Of course, neither figure is a stranger to collaboration; Murakami has worked extensively with Pharrell Williams and Japanese street artist MADSAKI, and both have worked with Kanye West. But this is the first time the two have come together to create unique works of art rather than editioned products, and the results reinforce a (perhaps unsurprising) kinship between Japanese post-pop art and American street style.
But while Murakami and Abloh’s joint work runs the gamut of media and format, there’s one distinctive element of Murakami’s practice that’s conspicuously absent in this show—the anime-derived take on cuteness known as kawaii. Murakimi’s contributions here tend toward the darker preoccupations mined in his recent Under the Radiation Falls at the Garage Museum of Contemporary Art in Moscow. The artist’s familiar Mr. Dob character and his chums have taken a break from people-pleasing to embrace a more anarchic sensibility, one that productively disrupts Abloh’s contribution to the mash-up. And while still slickly executed, the new work can feel almost…angry.
When the exhibition opened on Tuesday night, the London public saw the physical product of a months-long collaboration that played out, in large part, on Instagram. Murakami and Abloh (the founder of OFF-WHITE) exchanged ideas openly on the platform, and when they came together physically in Japan, documentation of the rendezvous dominated both feeds for days. The fan-base buzz was palpable.
A sculpture titled, with typically high ambition, Life Itself, is the centerpiece of the show; while other works will rotate in and out of view, this will remain in place throughout its run. A protective glass-and-chrome carapace designed by Abloh houses one of Murakami’s sinister gloss-black flower sculptures. The designer takes the opportunity to showcase his architectural training, and the result is structurally immaculate. But the housing’s interior has been sprayed with black and brown paint, lending it an almost derelict feel. The flower pauses just outside, perhaps in the process of abandoning its home.

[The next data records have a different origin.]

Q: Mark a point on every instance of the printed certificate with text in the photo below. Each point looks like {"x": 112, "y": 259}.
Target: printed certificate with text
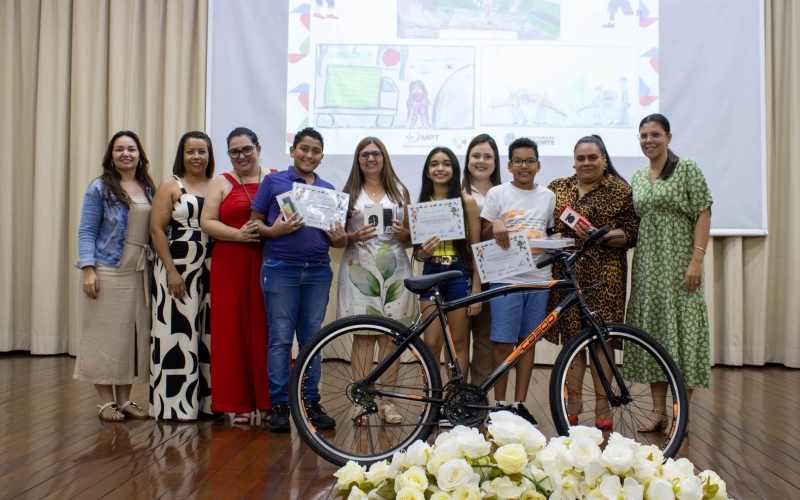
{"x": 494, "y": 263}
{"x": 442, "y": 218}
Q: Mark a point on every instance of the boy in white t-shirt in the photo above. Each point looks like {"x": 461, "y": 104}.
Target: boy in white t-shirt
{"x": 520, "y": 205}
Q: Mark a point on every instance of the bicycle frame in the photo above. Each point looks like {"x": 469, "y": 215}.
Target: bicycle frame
{"x": 572, "y": 300}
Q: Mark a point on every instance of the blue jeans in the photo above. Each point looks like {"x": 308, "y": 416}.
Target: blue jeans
{"x": 295, "y": 296}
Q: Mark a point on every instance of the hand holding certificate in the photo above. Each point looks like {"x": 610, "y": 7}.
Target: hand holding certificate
{"x": 494, "y": 263}
{"x": 320, "y": 207}
{"x": 442, "y": 218}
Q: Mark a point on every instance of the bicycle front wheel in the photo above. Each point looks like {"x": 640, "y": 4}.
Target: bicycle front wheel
{"x": 578, "y": 398}
{"x": 370, "y": 426}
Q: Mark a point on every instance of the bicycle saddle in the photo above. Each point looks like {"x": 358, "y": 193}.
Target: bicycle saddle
{"x": 421, "y": 284}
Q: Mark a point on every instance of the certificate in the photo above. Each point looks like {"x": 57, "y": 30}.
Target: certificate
{"x": 494, "y": 263}
{"x": 287, "y": 204}
{"x": 320, "y": 207}
{"x": 442, "y": 218}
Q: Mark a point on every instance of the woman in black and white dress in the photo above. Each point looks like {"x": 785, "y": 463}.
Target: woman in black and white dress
{"x": 180, "y": 378}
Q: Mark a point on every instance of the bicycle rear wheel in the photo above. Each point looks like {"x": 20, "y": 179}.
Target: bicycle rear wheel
{"x": 363, "y": 433}
{"x": 581, "y": 397}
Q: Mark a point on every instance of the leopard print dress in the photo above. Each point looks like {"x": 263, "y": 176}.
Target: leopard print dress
{"x": 610, "y": 204}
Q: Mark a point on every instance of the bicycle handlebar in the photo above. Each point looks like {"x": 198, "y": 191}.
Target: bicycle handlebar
{"x": 593, "y": 237}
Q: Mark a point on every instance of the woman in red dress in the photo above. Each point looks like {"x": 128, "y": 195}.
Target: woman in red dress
{"x": 239, "y": 350}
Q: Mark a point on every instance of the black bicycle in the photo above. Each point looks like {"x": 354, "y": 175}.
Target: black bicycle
{"x": 363, "y": 393}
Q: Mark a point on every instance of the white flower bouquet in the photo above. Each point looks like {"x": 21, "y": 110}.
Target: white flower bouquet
{"x": 518, "y": 462}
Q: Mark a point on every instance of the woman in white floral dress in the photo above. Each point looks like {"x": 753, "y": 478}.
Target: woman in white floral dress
{"x": 375, "y": 261}
{"x": 673, "y": 201}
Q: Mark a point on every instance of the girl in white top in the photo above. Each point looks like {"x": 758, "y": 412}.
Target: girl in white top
{"x": 482, "y": 173}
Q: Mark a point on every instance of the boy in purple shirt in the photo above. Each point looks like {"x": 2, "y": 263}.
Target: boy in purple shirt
{"x": 295, "y": 278}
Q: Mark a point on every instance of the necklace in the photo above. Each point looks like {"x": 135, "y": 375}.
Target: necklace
{"x": 241, "y": 183}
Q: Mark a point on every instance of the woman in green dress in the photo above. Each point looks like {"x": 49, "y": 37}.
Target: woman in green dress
{"x": 667, "y": 300}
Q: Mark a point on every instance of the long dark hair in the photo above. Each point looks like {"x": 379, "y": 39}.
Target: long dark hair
{"x": 453, "y": 191}
{"x": 178, "y": 168}
{"x": 112, "y": 190}
{"x": 466, "y": 184}
{"x": 389, "y": 180}
{"x": 672, "y": 158}
{"x": 598, "y": 141}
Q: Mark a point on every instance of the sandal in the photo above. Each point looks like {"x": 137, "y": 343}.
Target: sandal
{"x": 114, "y": 408}
{"x": 655, "y": 425}
{"x": 389, "y": 414}
{"x": 128, "y": 403}
{"x": 573, "y": 419}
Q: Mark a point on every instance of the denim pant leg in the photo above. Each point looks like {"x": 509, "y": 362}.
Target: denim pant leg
{"x": 280, "y": 283}
{"x": 315, "y": 286}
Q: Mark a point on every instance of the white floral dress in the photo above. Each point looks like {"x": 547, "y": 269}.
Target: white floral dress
{"x": 372, "y": 272}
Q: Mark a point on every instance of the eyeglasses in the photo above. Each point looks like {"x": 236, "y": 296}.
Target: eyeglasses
{"x": 517, "y": 162}
{"x": 652, "y": 135}
{"x": 246, "y": 151}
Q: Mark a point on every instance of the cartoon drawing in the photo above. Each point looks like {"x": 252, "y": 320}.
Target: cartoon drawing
{"x": 331, "y": 10}
{"x": 418, "y": 104}
{"x": 527, "y": 19}
{"x": 363, "y": 86}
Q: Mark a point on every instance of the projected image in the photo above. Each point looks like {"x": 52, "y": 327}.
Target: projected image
{"x": 594, "y": 92}
{"x": 397, "y": 86}
{"x": 486, "y": 19}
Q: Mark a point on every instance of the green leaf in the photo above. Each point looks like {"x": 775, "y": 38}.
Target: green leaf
{"x": 393, "y": 293}
{"x": 387, "y": 491}
{"x": 364, "y": 280}
{"x": 385, "y": 260}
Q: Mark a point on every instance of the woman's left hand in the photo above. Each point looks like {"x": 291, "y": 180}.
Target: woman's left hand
{"x": 694, "y": 275}
{"x": 399, "y": 230}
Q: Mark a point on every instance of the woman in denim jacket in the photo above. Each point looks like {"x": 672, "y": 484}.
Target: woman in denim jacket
{"x": 113, "y": 254}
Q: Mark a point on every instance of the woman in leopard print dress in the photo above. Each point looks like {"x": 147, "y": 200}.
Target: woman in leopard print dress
{"x": 597, "y": 192}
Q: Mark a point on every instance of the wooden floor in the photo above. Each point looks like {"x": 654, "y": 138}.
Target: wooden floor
{"x": 52, "y": 445}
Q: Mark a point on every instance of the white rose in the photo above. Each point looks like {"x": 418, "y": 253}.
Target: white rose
{"x": 350, "y": 473}
{"x": 511, "y": 458}
{"x": 356, "y": 494}
{"x": 533, "y": 440}
{"x": 689, "y": 489}
{"x": 441, "y": 454}
{"x": 412, "y": 478}
{"x": 469, "y": 491}
{"x": 454, "y": 473}
{"x": 713, "y": 485}
{"x": 473, "y": 444}
{"x": 567, "y": 489}
{"x": 660, "y": 489}
{"x": 580, "y": 431}
{"x": 409, "y": 493}
{"x": 504, "y": 487}
{"x": 584, "y": 451}
{"x": 618, "y": 458}
{"x": 378, "y": 472}
{"x": 418, "y": 453}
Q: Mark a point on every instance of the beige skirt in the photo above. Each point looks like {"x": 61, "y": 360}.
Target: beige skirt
{"x": 114, "y": 330}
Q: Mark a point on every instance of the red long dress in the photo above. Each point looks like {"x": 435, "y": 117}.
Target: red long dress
{"x": 239, "y": 350}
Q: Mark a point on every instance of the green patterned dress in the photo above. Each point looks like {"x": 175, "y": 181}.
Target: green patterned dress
{"x": 659, "y": 305}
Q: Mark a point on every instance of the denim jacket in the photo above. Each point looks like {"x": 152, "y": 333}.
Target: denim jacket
{"x": 103, "y": 228}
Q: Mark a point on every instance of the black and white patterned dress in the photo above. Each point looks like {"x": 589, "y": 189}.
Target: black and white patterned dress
{"x": 180, "y": 375}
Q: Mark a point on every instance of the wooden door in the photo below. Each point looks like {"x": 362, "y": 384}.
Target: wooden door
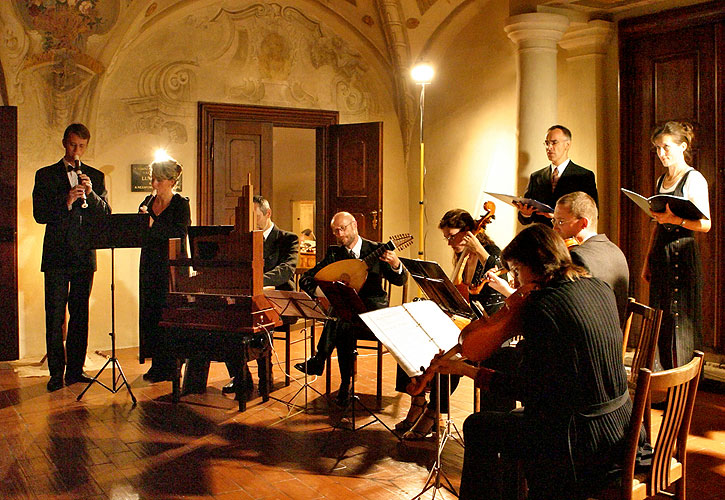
{"x": 9, "y": 339}
{"x": 240, "y": 148}
{"x": 668, "y": 72}
{"x": 355, "y": 177}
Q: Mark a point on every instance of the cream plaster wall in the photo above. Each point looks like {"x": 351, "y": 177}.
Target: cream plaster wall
{"x": 293, "y": 177}
{"x": 470, "y": 128}
{"x": 147, "y": 99}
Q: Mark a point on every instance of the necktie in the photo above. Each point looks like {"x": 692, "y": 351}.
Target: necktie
{"x": 554, "y": 178}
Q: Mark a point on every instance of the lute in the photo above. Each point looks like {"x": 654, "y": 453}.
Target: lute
{"x": 354, "y": 272}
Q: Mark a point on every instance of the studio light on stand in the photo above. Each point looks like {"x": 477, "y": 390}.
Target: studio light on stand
{"x": 422, "y": 75}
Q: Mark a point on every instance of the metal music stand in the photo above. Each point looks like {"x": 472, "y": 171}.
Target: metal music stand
{"x": 116, "y": 231}
{"x": 347, "y": 305}
{"x": 291, "y": 304}
{"x": 435, "y": 284}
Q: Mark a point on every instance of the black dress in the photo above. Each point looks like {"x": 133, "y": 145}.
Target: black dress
{"x": 573, "y": 384}
{"x": 154, "y": 275}
{"x": 676, "y": 288}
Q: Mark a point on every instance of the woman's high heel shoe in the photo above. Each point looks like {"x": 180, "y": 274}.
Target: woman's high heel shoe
{"x": 417, "y": 406}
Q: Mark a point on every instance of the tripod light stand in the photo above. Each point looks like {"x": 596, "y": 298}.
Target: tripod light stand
{"x": 422, "y": 75}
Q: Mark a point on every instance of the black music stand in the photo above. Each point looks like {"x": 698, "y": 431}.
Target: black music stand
{"x": 347, "y": 305}
{"x": 116, "y": 231}
{"x": 291, "y": 304}
{"x": 435, "y": 284}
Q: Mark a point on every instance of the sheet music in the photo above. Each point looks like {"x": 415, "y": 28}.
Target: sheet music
{"x": 413, "y": 333}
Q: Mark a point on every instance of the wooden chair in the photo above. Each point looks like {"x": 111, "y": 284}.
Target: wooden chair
{"x": 645, "y": 322}
{"x": 669, "y": 460}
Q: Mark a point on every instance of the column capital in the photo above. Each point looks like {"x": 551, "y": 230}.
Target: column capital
{"x": 588, "y": 39}
{"x": 536, "y": 30}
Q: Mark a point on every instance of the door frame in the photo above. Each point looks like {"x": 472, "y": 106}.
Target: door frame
{"x": 317, "y": 119}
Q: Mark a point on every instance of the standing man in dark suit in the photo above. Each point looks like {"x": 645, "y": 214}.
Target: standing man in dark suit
{"x": 280, "y": 263}
{"x": 337, "y": 333}
{"x": 561, "y": 177}
{"x": 575, "y": 216}
{"x": 68, "y": 264}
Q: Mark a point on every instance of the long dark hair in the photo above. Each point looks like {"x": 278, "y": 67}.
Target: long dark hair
{"x": 542, "y": 250}
{"x": 458, "y": 218}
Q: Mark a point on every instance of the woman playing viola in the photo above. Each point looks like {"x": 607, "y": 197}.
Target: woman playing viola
{"x": 481, "y": 255}
{"x": 570, "y": 378}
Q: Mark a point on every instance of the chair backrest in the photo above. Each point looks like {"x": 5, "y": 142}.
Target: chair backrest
{"x": 646, "y": 321}
{"x": 668, "y": 462}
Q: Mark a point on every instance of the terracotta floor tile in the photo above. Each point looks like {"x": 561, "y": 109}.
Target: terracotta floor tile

In Glance Past the Future, Gian Lorenzo Bernini’s 1623 self-portrait is reworked as a Warholesque silkscreen print, twinkles of diamond dust reinforcing the allusion. The work looks distressed, the layers of ink generating a graphic blur of pink, black, and revealed white, including a partial image of Mr. Dob’s grinning visage. While projecting itself conceptually forward in time, the work has the look of an old, desecrated street poster.
In the painting Kyoto Enso, appearances are similarly deceptive. The background appears to be composed of strips of OFF-WHITE’s branded yellow packing tape, but finally turns out to be an entirely convincing painted rendition. The pattern is disrupted by the circular Japanese character enso, which expresses the moment when the mind allows the body to create. Again, spray paint takes the place of the traditional brushstroke, effortlessly bridging the centuries-wide gap between Zen tradition and street-art contemporaneity. It’s in such works, and wherever Murakmi’s Superflat aesthetic comes in to play, that Future History’s makers feel most harmonious and also most productive, their identifying signifiers beginning to overlap, and even merge.
Murakami & Abloh: Future History is on view at Gagosian Gallery, Davies Street, London, through April 7.